16

I'm trying to scrap all departures and arrivals in one day from all airports in all country using Python and Scrapy.

The JSON database used by this famous site (flight radar) need to query page by page when departure or arrival is > 100 in one airport. I also compute a timestamp based on an actual day UTC for the query.

I try to create a database with this hierarchy:

country 1
 - airport 1
    - departures
      - page 1
      - page ...
    - arrivals
      - page 1
      - page ...
- airport 2
    - departures
      - page 1
      - page ...
    - arrivals
      - page 
      - page ...
...

I use two methods to compute timestamp and url query by page :

def compute_timestamp(self):
    from datetime import datetime, date
    import calendar
    # +/- 24 heures
    d = date(2017, 4, 27)
    timestamp = calendar.timegm(d.timetuple())
    return timestamp

def build_api_call(self,code,page,timestamp):
    return 'https://api.flightradar24.com/common/v1/airport.json?code={code}&plugin\[\]=&plugin-setting\[schedule\]\[mode\]=&plugin-setting\[schedule\]\[timestamp\]={timestamp}&page={page}&limit=100&token='.format(
        code=code, page=page, timestamp=timestamp)

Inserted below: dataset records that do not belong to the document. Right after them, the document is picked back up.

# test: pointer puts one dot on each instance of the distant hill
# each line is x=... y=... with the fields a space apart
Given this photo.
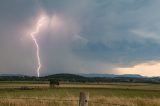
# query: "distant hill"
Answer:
x=112 y=75
x=65 y=77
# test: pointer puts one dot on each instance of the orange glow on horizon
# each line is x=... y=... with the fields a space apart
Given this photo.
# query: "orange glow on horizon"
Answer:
x=147 y=69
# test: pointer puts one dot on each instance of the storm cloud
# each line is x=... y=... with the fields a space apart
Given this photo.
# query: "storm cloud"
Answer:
x=96 y=36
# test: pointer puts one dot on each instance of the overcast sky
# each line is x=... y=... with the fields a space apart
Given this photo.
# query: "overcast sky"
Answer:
x=81 y=36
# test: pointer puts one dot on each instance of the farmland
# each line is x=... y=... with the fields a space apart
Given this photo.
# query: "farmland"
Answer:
x=67 y=94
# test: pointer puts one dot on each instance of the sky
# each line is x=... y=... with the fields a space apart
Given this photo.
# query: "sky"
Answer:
x=80 y=36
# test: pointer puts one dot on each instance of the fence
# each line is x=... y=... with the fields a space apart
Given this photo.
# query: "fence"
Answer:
x=82 y=101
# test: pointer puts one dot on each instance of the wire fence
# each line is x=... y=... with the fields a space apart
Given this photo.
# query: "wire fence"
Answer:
x=90 y=102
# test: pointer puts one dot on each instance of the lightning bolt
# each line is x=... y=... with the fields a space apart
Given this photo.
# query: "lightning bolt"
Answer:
x=33 y=36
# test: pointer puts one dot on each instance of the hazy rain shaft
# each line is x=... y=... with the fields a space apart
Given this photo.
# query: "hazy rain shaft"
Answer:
x=79 y=36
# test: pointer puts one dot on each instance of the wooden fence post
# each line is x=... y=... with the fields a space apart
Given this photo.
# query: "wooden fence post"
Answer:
x=83 y=99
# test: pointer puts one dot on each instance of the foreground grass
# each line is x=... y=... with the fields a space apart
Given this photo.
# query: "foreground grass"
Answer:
x=94 y=101
x=100 y=94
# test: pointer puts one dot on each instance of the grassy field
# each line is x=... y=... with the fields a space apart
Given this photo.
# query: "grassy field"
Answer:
x=105 y=94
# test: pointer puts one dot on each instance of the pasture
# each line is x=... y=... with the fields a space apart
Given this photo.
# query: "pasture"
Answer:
x=67 y=94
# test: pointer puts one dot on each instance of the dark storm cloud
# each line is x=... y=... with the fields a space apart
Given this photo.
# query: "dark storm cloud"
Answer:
x=97 y=35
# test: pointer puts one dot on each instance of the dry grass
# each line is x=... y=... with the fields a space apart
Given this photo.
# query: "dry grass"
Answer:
x=95 y=101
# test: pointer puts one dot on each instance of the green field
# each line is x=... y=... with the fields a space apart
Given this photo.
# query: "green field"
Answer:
x=132 y=94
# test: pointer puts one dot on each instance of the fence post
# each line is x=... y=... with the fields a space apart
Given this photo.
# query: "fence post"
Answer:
x=83 y=99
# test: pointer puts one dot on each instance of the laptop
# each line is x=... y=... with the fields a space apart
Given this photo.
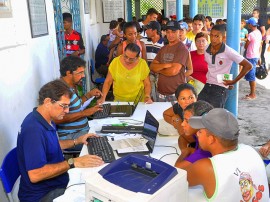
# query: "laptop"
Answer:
x=119 y=110
x=150 y=131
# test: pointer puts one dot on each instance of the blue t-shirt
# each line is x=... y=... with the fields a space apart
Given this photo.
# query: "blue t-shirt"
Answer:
x=198 y=153
x=38 y=145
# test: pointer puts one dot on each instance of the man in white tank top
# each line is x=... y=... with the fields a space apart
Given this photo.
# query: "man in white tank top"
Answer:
x=236 y=172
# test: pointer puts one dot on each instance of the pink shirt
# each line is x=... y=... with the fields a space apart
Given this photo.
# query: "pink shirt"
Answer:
x=253 y=49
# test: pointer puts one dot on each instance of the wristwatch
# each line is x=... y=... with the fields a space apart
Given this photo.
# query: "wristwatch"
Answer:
x=71 y=163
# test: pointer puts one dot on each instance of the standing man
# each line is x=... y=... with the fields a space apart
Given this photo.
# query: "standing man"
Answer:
x=153 y=43
x=102 y=56
x=171 y=63
x=197 y=26
x=73 y=39
x=183 y=35
x=235 y=172
x=151 y=15
x=219 y=58
x=75 y=123
x=252 y=46
x=41 y=163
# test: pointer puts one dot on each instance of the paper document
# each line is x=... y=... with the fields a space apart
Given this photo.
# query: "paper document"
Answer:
x=96 y=124
x=166 y=128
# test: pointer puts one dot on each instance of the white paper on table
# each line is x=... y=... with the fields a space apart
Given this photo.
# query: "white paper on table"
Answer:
x=96 y=124
x=128 y=142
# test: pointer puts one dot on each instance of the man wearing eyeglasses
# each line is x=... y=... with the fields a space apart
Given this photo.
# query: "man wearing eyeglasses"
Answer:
x=75 y=123
x=42 y=166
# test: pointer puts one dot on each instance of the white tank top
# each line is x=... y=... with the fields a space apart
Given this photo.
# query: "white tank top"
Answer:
x=240 y=176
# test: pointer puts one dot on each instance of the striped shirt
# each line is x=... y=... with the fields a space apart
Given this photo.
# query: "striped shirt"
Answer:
x=78 y=125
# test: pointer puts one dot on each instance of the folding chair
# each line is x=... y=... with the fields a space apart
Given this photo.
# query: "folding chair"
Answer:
x=9 y=172
x=97 y=81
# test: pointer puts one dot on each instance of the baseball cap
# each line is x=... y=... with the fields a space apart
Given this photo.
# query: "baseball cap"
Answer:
x=173 y=25
x=219 y=121
x=183 y=25
x=253 y=21
x=153 y=25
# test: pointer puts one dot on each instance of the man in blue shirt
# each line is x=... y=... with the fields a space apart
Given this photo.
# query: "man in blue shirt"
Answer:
x=42 y=165
x=75 y=123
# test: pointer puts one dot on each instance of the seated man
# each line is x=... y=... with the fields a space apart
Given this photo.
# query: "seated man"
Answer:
x=75 y=122
x=191 y=155
x=41 y=163
x=235 y=172
x=102 y=56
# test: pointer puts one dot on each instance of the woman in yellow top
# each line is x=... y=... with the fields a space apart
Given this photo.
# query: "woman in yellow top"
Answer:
x=128 y=73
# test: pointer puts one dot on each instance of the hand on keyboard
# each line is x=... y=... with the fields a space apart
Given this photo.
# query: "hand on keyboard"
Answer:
x=92 y=110
x=88 y=161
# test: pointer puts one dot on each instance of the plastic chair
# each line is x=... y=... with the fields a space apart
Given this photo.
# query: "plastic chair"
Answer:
x=9 y=172
x=97 y=81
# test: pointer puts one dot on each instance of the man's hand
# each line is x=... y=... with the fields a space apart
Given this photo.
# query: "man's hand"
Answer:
x=83 y=139
x=101 y=100
x=265 y=149
x=90 y=111
x=88 y=161
x=94 y=92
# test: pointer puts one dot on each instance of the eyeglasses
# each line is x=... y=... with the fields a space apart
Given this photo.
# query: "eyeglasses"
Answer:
x=61 y=105
x=79 y=73
x=130 y=59
x=183 y=99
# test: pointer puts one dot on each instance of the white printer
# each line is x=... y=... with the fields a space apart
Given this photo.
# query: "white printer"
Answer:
x=137 y=178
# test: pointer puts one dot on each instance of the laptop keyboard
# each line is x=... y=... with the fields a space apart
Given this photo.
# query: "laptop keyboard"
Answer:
x=104 y=113
x=100 y=146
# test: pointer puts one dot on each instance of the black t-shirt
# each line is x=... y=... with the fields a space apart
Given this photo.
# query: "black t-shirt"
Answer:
x=178 y=110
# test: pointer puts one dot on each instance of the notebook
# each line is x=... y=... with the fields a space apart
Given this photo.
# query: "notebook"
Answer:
x=119 y=110
x=150 y=131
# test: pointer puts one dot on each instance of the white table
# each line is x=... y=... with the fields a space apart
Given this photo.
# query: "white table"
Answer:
x=77 y=175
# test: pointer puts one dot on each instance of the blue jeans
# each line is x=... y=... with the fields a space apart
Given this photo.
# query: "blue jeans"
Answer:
x=214 y=94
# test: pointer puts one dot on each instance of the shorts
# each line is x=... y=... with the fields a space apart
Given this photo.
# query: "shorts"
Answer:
x=250 y=76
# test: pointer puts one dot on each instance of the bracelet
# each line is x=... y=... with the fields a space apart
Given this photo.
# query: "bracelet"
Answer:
x=74 y=142
x=87 y=98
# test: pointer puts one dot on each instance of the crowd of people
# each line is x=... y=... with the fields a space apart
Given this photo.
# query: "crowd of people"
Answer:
x=178 y=62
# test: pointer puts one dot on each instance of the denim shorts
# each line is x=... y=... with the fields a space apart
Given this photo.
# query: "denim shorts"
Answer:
x=250 y=76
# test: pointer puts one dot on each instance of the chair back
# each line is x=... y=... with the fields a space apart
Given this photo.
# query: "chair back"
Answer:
x=9 y=171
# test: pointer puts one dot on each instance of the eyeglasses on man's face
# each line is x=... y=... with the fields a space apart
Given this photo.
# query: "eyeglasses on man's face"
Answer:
x=130 y=59
x=64 y=106
x=79 y=73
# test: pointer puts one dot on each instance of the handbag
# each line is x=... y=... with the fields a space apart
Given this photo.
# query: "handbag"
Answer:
x=261 y=72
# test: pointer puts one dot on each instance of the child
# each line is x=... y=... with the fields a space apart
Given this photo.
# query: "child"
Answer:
x=243 y=36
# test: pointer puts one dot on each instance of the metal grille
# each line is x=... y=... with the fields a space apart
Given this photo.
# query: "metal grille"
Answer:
x=75 y=11
x=146 y=4
x=248 y=6
x=59 y=27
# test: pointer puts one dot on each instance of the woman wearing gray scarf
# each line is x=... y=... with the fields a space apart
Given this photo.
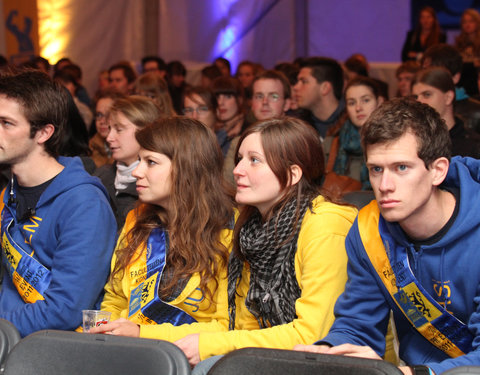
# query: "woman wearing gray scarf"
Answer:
x=289 y=262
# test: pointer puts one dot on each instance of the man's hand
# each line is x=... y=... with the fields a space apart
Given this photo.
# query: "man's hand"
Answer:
x=189 y=345
x=119 y=327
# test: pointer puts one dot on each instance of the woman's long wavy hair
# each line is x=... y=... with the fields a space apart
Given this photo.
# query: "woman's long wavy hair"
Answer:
x=200 y=205
x=286 y=142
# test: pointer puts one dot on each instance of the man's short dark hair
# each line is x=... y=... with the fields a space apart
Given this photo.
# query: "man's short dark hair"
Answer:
x=176 y=68
x=42 y=100
x=275 y=75
x=127 y=69
x=394 y=118
x=444 y=55
x=326 y=69
x=160 y=62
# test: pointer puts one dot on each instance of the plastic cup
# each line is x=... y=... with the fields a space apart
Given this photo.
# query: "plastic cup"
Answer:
x=94 y=318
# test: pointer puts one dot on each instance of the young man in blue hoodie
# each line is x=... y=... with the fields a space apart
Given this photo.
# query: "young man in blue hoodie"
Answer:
x=57 y=228
x=414 y=249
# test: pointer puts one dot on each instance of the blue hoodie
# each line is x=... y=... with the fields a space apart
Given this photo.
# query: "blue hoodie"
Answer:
x=72 y=235
x=449 y=270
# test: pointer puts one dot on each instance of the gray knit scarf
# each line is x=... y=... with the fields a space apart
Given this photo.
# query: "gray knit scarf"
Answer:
x=269 y=248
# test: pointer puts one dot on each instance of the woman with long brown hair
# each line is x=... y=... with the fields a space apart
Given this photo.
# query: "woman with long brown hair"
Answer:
x=169 y=270
x=289 y=261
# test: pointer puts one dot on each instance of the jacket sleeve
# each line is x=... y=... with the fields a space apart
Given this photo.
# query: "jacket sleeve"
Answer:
x=215 y=319
x=85 y=232
x=210 y=316
x=361 y=312
x=320 y=267
x=469 y=359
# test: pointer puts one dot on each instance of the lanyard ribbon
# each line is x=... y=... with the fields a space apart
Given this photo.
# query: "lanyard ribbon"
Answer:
x=29 y=276
x=426 y=315
x=146 y=306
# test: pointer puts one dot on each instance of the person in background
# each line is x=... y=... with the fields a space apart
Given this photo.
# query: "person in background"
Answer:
x=288 y=265
x=426 y=34
x=154 y=64
x=434 y=86
x=246 y=72
x=122 y=77
x=224 y=65
x=68 y=80
x=57 y=226
x=101 y=153
x=405 y=74
x=153 y=86
x=200 y=104
x=448 y=57
x=169 y=271
x=402 y=247
x=103 y=82
x=127 y=115
x=176 y=73
x=230 y=98
x=209 y=73
x=468 y=41
x=271 y=95
x=319 y=89
x=362 y=97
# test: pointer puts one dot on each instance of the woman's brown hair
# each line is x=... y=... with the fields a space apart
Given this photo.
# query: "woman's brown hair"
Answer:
x=200 y=206
x=286 y=142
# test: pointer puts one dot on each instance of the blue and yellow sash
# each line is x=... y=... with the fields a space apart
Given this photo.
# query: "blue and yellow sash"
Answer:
x=429 y=318
x=28 y=275
x=146 y=306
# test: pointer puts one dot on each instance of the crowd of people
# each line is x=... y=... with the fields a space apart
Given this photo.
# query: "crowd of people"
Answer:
x=217 y=220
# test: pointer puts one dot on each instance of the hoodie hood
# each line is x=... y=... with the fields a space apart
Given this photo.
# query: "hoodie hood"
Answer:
x=72 y=175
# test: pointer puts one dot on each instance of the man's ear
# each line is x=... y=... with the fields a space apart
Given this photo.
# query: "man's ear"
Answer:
x=456 y=77
x=295 y=174
x=44 y=133
x=325 y=87
x=287 y=104
x=439 y=169
x=449 y=97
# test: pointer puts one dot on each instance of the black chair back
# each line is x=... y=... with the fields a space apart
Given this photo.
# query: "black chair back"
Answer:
x=62 y=352
x=463 y=370
x=9 y=336
x=256 y=361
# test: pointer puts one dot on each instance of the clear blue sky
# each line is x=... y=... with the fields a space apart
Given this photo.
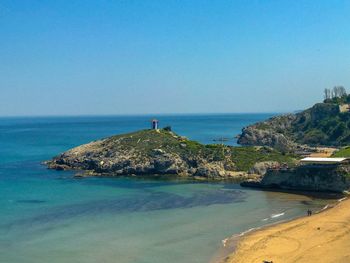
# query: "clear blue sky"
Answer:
x=130 y=57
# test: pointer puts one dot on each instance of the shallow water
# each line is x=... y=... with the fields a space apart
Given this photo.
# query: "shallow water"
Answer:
x=49 y=216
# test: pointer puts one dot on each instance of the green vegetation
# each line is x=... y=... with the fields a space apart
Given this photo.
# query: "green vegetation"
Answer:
x=344 y=152
x=323 y=124
x=246 y=157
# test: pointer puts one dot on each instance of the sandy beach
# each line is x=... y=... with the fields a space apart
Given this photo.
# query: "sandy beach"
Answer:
x=322 y=237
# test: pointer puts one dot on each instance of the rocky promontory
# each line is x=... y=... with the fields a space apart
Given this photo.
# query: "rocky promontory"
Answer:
x=162 y=152
x=324 y=124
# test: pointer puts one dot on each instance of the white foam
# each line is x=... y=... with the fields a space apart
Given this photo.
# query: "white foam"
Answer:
x=277 y=215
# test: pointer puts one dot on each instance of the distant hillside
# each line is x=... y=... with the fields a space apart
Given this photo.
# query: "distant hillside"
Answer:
x=324 y=124
x=162 y=152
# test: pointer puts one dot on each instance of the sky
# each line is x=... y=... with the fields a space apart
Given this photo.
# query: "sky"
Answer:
x=147 y=56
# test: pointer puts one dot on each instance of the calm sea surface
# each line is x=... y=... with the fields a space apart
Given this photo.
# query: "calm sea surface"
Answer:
x=49 y=216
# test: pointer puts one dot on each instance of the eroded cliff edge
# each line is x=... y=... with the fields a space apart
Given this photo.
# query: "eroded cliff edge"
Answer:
x=162 y=152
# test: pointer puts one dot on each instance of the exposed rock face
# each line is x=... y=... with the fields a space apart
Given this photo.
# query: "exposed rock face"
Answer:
x=323 y=124
x=310 y=178
x=260 y=168
x=146 y=152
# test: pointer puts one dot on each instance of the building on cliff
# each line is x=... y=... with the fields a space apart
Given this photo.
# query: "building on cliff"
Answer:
x=324 y=161
x=155 y=124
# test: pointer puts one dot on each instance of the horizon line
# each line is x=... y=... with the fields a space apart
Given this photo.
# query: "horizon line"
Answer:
x=142 y=114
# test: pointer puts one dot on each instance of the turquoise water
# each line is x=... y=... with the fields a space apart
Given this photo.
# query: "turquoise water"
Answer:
x=49 y=216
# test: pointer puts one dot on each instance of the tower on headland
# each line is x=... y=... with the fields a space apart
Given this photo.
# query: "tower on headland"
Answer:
x=155 y=123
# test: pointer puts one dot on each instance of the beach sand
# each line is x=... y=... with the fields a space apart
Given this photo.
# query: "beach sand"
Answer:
x=322 y=237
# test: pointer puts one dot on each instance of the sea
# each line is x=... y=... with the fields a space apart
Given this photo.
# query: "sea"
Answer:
x=52 y=216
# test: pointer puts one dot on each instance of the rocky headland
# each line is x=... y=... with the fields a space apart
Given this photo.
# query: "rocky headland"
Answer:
x=162 y=152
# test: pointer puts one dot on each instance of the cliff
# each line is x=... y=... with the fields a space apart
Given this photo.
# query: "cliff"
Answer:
x=162 y=152
x=308 y=178
x=324 y=124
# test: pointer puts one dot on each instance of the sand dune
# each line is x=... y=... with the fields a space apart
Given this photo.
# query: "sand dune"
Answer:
x=323 y=237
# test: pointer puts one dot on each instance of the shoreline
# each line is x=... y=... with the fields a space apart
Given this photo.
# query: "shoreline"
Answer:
x=294 y=240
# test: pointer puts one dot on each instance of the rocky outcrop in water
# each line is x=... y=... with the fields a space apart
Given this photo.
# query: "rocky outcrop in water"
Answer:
x=147 y=152
x=162 y=152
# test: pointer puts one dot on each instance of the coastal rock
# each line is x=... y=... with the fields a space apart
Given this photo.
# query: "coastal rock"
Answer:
x=144 y=153
x=260 y=168
x=307 y=178
x=321 y=125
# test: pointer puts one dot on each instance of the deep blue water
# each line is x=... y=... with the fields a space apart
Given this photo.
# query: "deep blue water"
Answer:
x=49 y=216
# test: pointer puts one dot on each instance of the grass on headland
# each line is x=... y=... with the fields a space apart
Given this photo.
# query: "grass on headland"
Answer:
x=343 y=152
x=246 y=157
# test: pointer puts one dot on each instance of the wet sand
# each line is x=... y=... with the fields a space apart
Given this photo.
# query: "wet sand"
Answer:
x=322 y=237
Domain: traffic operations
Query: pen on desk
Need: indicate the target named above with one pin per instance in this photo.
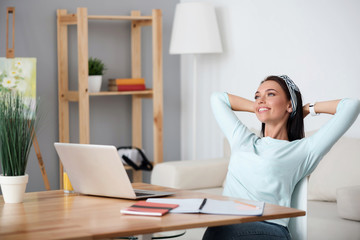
(203, 203)
(246, 204)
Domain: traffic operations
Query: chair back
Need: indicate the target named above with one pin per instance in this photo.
(298, 225)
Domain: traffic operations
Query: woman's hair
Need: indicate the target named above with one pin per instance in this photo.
(295, 124)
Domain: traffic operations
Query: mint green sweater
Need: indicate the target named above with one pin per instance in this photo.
(267, 169)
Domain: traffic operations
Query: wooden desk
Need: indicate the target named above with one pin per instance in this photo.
(53, 214)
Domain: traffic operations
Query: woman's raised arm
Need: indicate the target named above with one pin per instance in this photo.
(241, 104)
(328, 107)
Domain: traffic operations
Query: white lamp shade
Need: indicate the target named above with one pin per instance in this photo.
(195, 29)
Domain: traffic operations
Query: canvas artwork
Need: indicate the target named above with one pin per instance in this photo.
(18, 74)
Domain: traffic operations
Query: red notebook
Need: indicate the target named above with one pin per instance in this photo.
(149, 209)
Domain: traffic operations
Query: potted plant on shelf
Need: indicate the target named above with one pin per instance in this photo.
(96, 70)
(18, 122)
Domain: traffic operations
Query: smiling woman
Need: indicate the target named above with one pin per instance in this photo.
(267, 168)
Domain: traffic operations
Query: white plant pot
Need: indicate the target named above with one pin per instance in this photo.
(13, 188)
(95, 83)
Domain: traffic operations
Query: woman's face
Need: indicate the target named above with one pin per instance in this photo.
(271, 104)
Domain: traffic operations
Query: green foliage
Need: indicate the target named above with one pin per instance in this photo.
(18, 121)
(96, 66)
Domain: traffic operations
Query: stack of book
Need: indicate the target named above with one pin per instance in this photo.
(126, 84)
(149, 209)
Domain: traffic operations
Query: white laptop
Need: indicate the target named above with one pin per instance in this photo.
(98, 170)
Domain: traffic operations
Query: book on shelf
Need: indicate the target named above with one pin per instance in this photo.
(119, 88)
(149, 209)
(212, 206)
(126, 81)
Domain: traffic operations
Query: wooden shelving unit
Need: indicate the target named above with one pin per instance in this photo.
(82, 96)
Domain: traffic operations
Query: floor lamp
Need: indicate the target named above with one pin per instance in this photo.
(195, 31)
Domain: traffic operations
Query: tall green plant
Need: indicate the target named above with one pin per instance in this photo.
(96, 67)
(18, 122)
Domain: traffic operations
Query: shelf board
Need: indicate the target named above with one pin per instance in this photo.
(109, 93)
(132, 18)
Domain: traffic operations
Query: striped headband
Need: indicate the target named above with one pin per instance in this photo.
(292, 88)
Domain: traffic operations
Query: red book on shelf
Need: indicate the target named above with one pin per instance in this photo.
(149, 208)
(133, 87)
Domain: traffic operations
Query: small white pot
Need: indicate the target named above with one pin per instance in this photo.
(95, 83)
(13, 188)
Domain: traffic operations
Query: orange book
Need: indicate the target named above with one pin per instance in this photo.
(126, 81)
(149, 208)
(134, 87)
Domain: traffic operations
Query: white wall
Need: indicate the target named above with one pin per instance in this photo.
(316, 43)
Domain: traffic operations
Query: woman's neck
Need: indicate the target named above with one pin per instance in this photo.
(277, 132)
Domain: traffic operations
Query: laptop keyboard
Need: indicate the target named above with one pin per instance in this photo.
(141, 194)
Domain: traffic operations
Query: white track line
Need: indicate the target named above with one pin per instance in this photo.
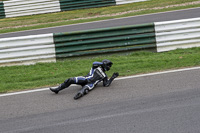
(128, 77)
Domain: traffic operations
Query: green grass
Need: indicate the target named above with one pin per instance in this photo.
(17, 78)
(93, 14)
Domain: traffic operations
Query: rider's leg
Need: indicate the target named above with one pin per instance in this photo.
(85, 90)
(68, 82)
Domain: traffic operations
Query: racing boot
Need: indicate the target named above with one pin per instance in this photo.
(57, 89)
(81, 93)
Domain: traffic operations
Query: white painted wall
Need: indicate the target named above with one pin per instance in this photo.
(27, 50)
(171, 35)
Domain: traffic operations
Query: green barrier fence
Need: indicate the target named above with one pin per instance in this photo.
(66, 5)
(2, 11)
(106, 40)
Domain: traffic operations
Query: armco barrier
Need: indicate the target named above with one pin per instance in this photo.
(105, 40)
(2, 12)
(66, 5)
(14, 8)
(119, 2)
(171, 35)
(27, 50)
(161, 36)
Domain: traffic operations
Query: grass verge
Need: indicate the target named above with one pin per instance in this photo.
(93, 14)
(17, 78)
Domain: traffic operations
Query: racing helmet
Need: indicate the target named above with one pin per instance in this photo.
(107, 64)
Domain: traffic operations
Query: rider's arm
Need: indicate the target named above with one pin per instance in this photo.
(96, 64)
(107, 82)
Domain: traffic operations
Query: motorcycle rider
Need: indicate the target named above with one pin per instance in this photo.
(96, 75)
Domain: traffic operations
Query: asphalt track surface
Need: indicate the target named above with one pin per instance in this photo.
(157, 17)
(156, 103)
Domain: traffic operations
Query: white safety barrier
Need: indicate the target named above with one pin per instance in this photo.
(14, 8)
(27, 50)
(171, 35)
(119, 2)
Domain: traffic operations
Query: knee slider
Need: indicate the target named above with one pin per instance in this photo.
(70, 80)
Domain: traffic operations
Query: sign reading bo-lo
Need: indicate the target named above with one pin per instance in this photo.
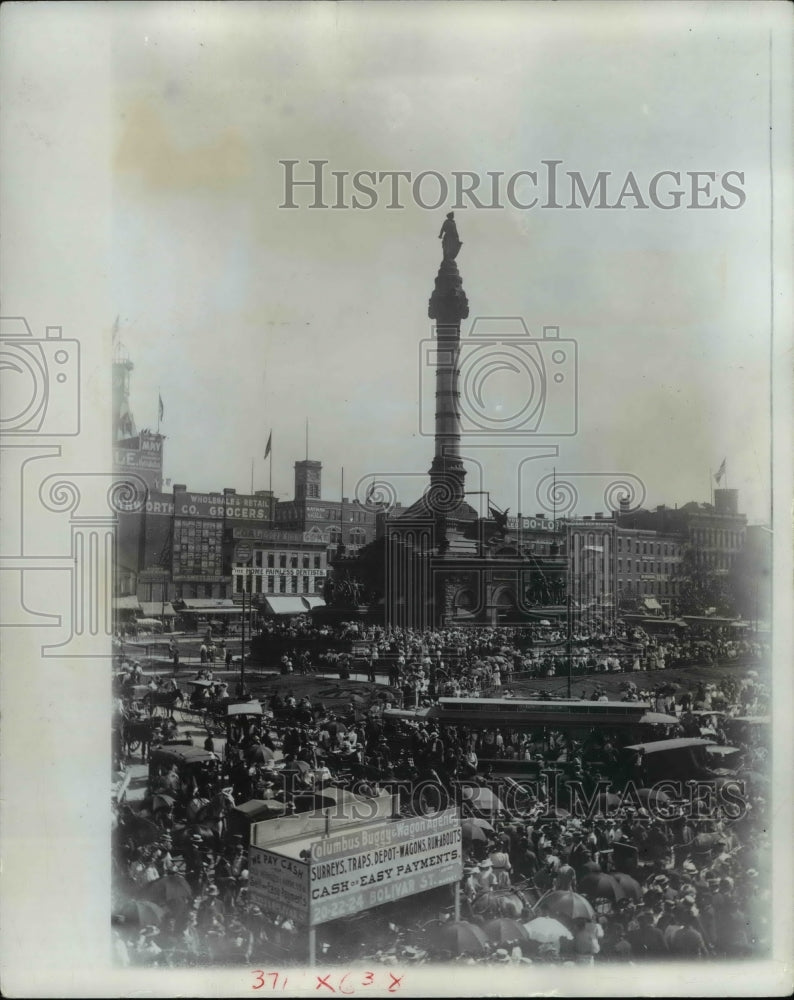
(382, 862)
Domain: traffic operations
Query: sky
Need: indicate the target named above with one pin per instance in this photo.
(248, 318)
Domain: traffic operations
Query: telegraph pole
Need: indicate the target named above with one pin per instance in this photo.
(242, 646)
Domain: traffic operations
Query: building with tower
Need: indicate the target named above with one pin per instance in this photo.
(344, 526)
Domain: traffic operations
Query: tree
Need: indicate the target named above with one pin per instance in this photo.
(702, 588)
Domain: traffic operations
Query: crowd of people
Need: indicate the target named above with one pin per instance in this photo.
(691, 881)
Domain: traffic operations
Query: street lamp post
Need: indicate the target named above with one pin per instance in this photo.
(242, 647)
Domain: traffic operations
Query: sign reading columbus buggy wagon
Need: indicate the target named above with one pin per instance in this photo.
(366, 866)
(382, 862)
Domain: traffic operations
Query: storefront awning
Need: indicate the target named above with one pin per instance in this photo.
(156, 609)
(208, 604)
(286, 604)
(126, 604)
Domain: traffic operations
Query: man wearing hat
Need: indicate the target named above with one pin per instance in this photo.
(648, 940)
(485, 877)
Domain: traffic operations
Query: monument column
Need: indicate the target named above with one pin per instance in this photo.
(448, 306)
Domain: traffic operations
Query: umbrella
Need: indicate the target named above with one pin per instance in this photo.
(461, 938)
(653, 796)
(706, 841)
(480, 823)
(608, 800)
(483, 799)
(474, 833)
(568, 905)
(546, 930)
(141, 911)
(720, 751)
(657, 719)
(141, 830)
(297, 765)
(162, 801)
(630, 886)
(503, 930)
(169, 889)
(601, 886)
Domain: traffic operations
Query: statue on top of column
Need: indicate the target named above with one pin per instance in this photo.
(450, 243)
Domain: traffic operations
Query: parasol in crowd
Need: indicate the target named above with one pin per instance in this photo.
(608, 800)
(469, 831)
(630, 886)
(483, 799)
(503, 931)
(162, 801)
(546, 930)
(567, 905)
(460, 938)
(653, 796)
(143, 831)
(168, 890)
(657, 719)
(140, 911)
(599, 885)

I store result into CountryItem, which contain lots of AirportItem into airports. My item.py is :

class CountryItem(scrapy.Item):
    name = scrapy.Field()
    link = scrapy.Field()
    num_airports = scrapy.Field()
    airports = scrapy.Field()
    other_url= scrapy.Field()
    last_updated = scrapy.Field(serializer=str)

class AirportItem(scrapy.Item):
    name = scrapy.Field()
    code_little = scrapy.Field()
    code_total = scrapy.Field()
    lat = scrapy.Field()
    lon = scrapy.Field()
    link = scrapy.Field()
    departures = scrapy.Field()
    arrivals = scrapy.Field()

My main parse builds a Country item for all countries (i limit here to Israel for example). Next, I yield for each country a scrapy.Request to scrape airports.

###################################
# MAIN PARSE
####################################
def parse(self, response):
    count_country = 0
    countries = []
    for country in response.xpath('//a[@data-country]'):
        item = CountryItem()
        url =  country.xpath('./@href').extract()
        name = country.xpath('./@title').extract()
        item['link'] = url[0]
        item['name'] = name[0]
        item['airports'] = []
        count_country += 1
        if name[0] == "Israel":
            countries.append(item)
            self.logger.info("Country name : %s with link %s" , item['name'] , item['link'])
            yield scrapy.Request(url[0],meta={'my_country_item':item}, callback=self.parse_airports)

This method scrape information for each airport, and also call for each airport a scrapy.request with airport url to scrape departures and arrivals :

  ###################################
# PARSE EACH AIRPORT
####################################
def parse_airports(self, response):
    item = response.meta['my_country_item']
    item['airports'] = []

    for airport in response.xpath('//a[@data-iata]'):
        url = airport.xpath('./@href').extract()
        iata = airport.xpath('./@data-iata').extract()
        iatabis = airport.xpath('./small/text()').extract()
        name = ''.join(airport.xpath('./text()').extract()).strip()
        lat = airport.xpath("./@data-lat").extract()
        lon = airport.xpath("./@data-lon").extract()
        iAirport = AirportItem()
        iAirport['name'] = self.clean_html(name)
        iAirport['link'] = url[0]
        iAirport['lat'] = lat[0]
        iAirport['lon'] = lon[0]
        iAirport['code_little'] = iata[0]
        iAirport['code_total'] = iatabis[0]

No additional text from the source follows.